Juru bicara UNIFIL, Kandice Ardiel, mengungkapkan bahwa dua dari tiga korban mengalami luka serius. Seluruh korban langsung dievakuasi ke rumah sakit terdekat untuk mendapatkan penanganan medis intensif.
“Ledakan terjadi secara tiba-tiba dan sumbernya masih dalam penyelidikan. Fokus utama saat ini adalah keselamatan personel serta pemulihan korban,” ujarnya dalam keterangan resmi.
Belum ada kepastian terkait pihak yang bertanggung jawab atas insiden tersebut. Situasi di lapangan disebut masih sangat dinamis, dengan tingkat risiko yang meningkat dalam beberapa hari terakhir.
Pihak UNIFIL menyebut pekan ini sebagai periode yang berat bagi pasukan penjaga perdamaian. Selain insiden ledakan terbaru, sebelumnya Indonesia juga telah kehilangan tiga prajurit terbaiknya dalam rangkaian peristiwa terpisah di wilayah yang sama.
Salah satu korban gugur adalah Praka Farizal Rhomadhon yang tewas akibat serangan artileri di sekitar posisi kontingen Indonesia. Tak lama berselang, dua prajurit lainnya, Kapten (Inf) Zulmi Aditya Iskandar dan Sertu Muhammad Nur Ichwan, juga gugur saat menjalankan tugas pengawalan konvoi.
Rentetan insiden ini menjadi pengingat nyata bahwa misi perdamaian di kawasan konflik tetap menghadirkan ancaman serius, bahkan bagi pasukan internasional yang berada di bawah mandat PBB.
UNIFIL pun kembali mengeluarkan peringatan keras kepada semua pihak yang terlibat konflik untuk menghormati keberadaan pasukan penjaga perdamaian. Mereka menegaskan pentingnya menjauhkan aktivitas militer dari area operasi demi mencegah jatuhnya korban lebih lanjut.

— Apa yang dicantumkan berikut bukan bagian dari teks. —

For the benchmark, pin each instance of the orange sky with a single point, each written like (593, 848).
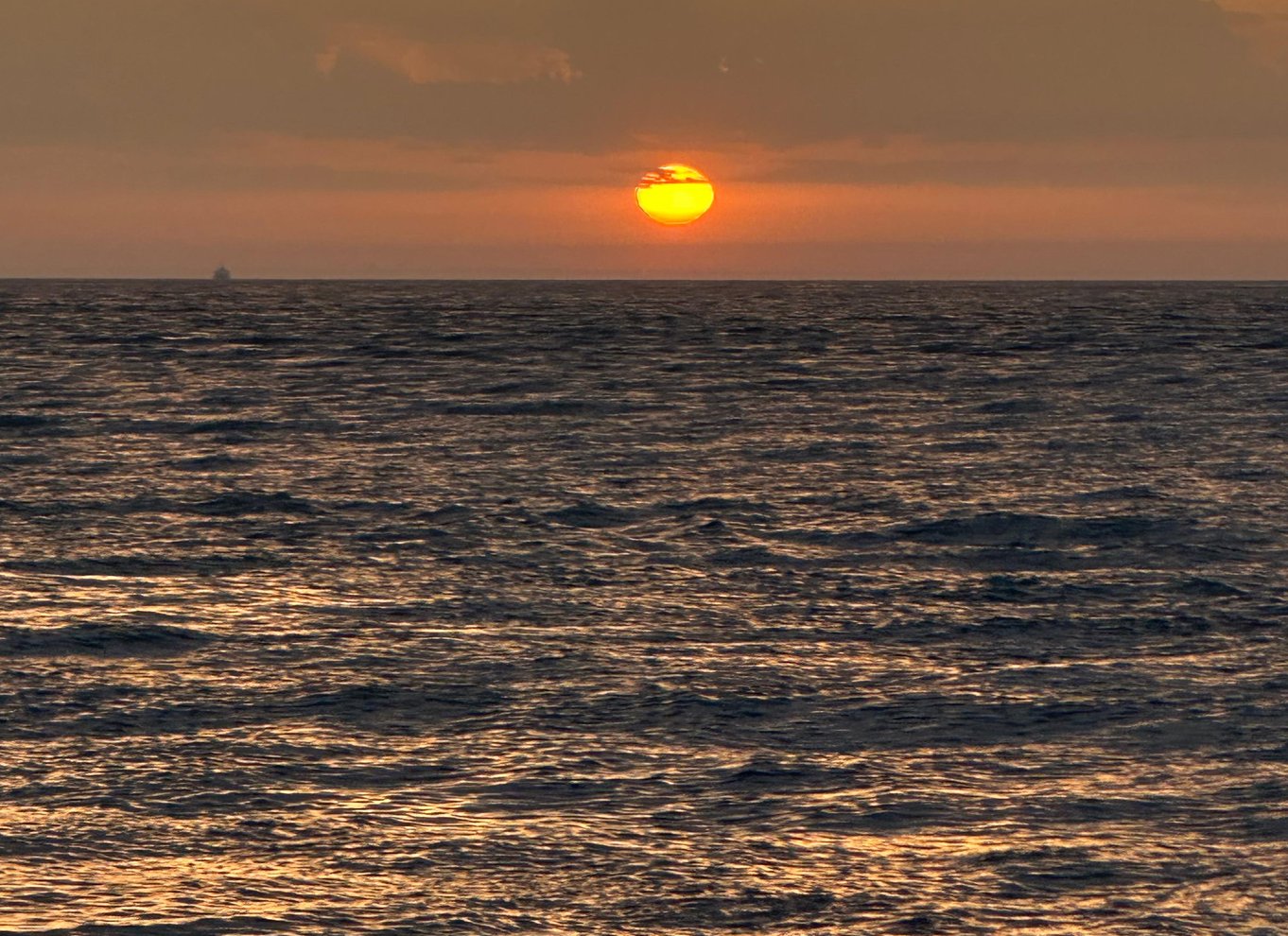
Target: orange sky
(846, 138)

Sementara itu, Perserikatan Bangsa-Bangsa memastikan bahwa proses investigasi atas berbagai insiden yang menimpa pasukan penjaga perdamaian masih terus berlangsung. Hasil penyelidikan dijanjikan akan diumumkan dalam waktu dekat sebagai bentuk transparansi sekaligus langkah evaluasi keamanan.
Di tengah situasi yang belum menentu, doa dan harapan terus mengalir bagi para prajurit yang terluka agar segera pulih dan dapat kembali menjalankan tugas mulia menjaga perdamaian dunia.